Banho de Sol

Naquela tarde, de tempos em tempos, Dona Etelvina olhava pela fresta da janela. Hoje quero só ver se ela vai. O tempo não parecia nada bom. Um certo frisson de curiosidade lhe acometia todos os finais de semana. Moça de idade avançada, nunca se casara. Foi ficando, ficando e virou tia. Mas não pensem que a este título ela não lutou bravamente para rejeita-lo.
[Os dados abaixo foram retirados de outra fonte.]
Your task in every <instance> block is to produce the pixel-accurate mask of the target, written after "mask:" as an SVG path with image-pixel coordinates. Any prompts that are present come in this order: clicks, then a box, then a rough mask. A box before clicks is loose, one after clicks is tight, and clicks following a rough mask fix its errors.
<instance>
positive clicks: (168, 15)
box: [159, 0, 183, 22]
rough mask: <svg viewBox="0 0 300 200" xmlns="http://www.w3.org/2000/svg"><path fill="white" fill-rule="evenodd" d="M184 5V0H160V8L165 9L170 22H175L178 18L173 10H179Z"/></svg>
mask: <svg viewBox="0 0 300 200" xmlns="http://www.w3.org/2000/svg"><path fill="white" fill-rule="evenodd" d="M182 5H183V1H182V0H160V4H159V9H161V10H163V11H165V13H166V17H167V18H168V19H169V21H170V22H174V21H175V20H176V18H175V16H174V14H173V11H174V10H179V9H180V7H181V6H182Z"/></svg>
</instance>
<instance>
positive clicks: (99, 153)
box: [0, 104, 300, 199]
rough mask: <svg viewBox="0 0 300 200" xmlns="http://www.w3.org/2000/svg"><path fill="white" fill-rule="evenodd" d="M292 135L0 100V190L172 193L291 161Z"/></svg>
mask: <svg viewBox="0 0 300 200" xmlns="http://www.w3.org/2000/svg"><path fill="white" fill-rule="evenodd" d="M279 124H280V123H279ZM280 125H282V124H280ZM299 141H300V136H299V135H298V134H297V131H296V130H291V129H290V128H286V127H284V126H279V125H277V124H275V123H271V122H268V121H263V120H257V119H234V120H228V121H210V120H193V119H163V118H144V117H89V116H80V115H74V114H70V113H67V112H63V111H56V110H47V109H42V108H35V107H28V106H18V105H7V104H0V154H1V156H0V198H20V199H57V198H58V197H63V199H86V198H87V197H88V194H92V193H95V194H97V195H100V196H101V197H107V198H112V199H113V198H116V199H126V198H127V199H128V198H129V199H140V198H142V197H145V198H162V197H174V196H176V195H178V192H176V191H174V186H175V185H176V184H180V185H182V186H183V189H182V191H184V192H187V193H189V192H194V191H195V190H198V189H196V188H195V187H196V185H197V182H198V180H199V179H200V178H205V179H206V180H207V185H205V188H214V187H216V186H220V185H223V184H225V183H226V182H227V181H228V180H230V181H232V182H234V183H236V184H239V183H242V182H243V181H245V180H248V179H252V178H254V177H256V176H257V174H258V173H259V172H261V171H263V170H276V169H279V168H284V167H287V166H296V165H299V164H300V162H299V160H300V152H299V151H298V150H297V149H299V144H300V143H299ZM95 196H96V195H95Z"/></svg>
Até pouco tempo, se enfeitava e saia para a vida, quem sabe num baile, num cinema, numa esquina, numa loja….
Não dispensava um pretenso discreto batom vermelho, que ainda hoje, com os lábios já quase murchos teimava em passar.
Mas o tempo passou e Etelvina não casou.
Independente disso, ou talvez por isso, ficou nela um certo ar de romantismo, uma certa frivolidade, talvez por nunca ter seus anseios aplacados, não amadureceu totalmente, ficou no meio do caminho entre a adolescente e a adulta. Vivia mais intensamente a vida alheia que a própria. A mãe antes de morrer se preocupara em deixar para ela com o que viver, não muitas posses, mas algo seguro, que se resumia em três pequenas casinhas amontoadas num mesmo terreno, que alugadas lhe davam o sustento que necessitava. Eram estes três pequenos imóveis o motivo do frisson de Dona Etelvina, não os imóveis, e sim os seus habitantes, aqueles que haviam se mudado há pouco, e mais especificamente aquela garota. Não se sabe porquê, mas Dona Etelvina não gostava dela, e no entanto, no que podia, queria saber da vida da garota.
Gente pobre aquela, chegada do interior, pai, mãe, seis filhos e outro na barriga. Vida dura. Alugou a contragosto seus cômodos para essa gente, mas afinal foram bem recomendados, pareciam gente bem.
Com a mãe conversava sempre que esta podia, atarefada a cuidar de tantos filhos. Senhora fina, educada, de uma delicadeza sem fim, paciência então nem fale com aquela filharada!
Mas dentre todos a que mais lhe chamara a atenção era aquela menina. Devia ter no máximo dezenove, era antipática, parecia que tinha o rei na barriga.
Não era de dar muita confiança, mal dava as horas que era como aquela gente chamava ao cumprimento de bom dia, boa tarde, boa noite….
E era de noite que Dona Etelvina mais gostava de “cuidar” daquela menina.
O namorado ia busca-la após o trabalho e aula, e lá ficavam durante horas dentro do carro, vidros enfumaçados … Dona Etelvina nem sabe bem porquê se interessou pela vida da menina, talvez por ser tão pobre, tão bonita….. mas era seu passatempo preferido, e por isto sentia misto de prazer e irritação.
De repente, o sol apareceu dentre as nuvens e brilhou.
As reflexões e indagações não impediram-na de ir até a janela …
Dito e feito, de par em par, aquela garota esguia abre a janela.
Delicadamente coloca os pés para fora até alcançar o telhado que dava para a cozinha, anda equilibrando-se por ele e sobe na caixa-d¹água.
Estende-se sobre ela para melhor alcançar os raios de sol.
É tanta liberdade que Dona Etelvina quase também a sentia.
Todo mundo fazia comentários, de ternos a maldosos, os de Dona Etelvina eram quase raivosos.
Mas hoje, quase a noitinha, a menina passou de encontro ao namorado, estava bela, corada de sol, cabelos esvoaçantes, olhou de frente para Dona Etelvina, abriu um belo sorriso de alegria e disse: meu irmãozinho nasceu!
Se foi feliz, como se o mundo todo lhe favorecesse com um belo futuro. Foi então que no seu pouco pensar, Dona Etelvina percebeu que o defeito daquela menina era ser jovem, como ela havia sido um dia!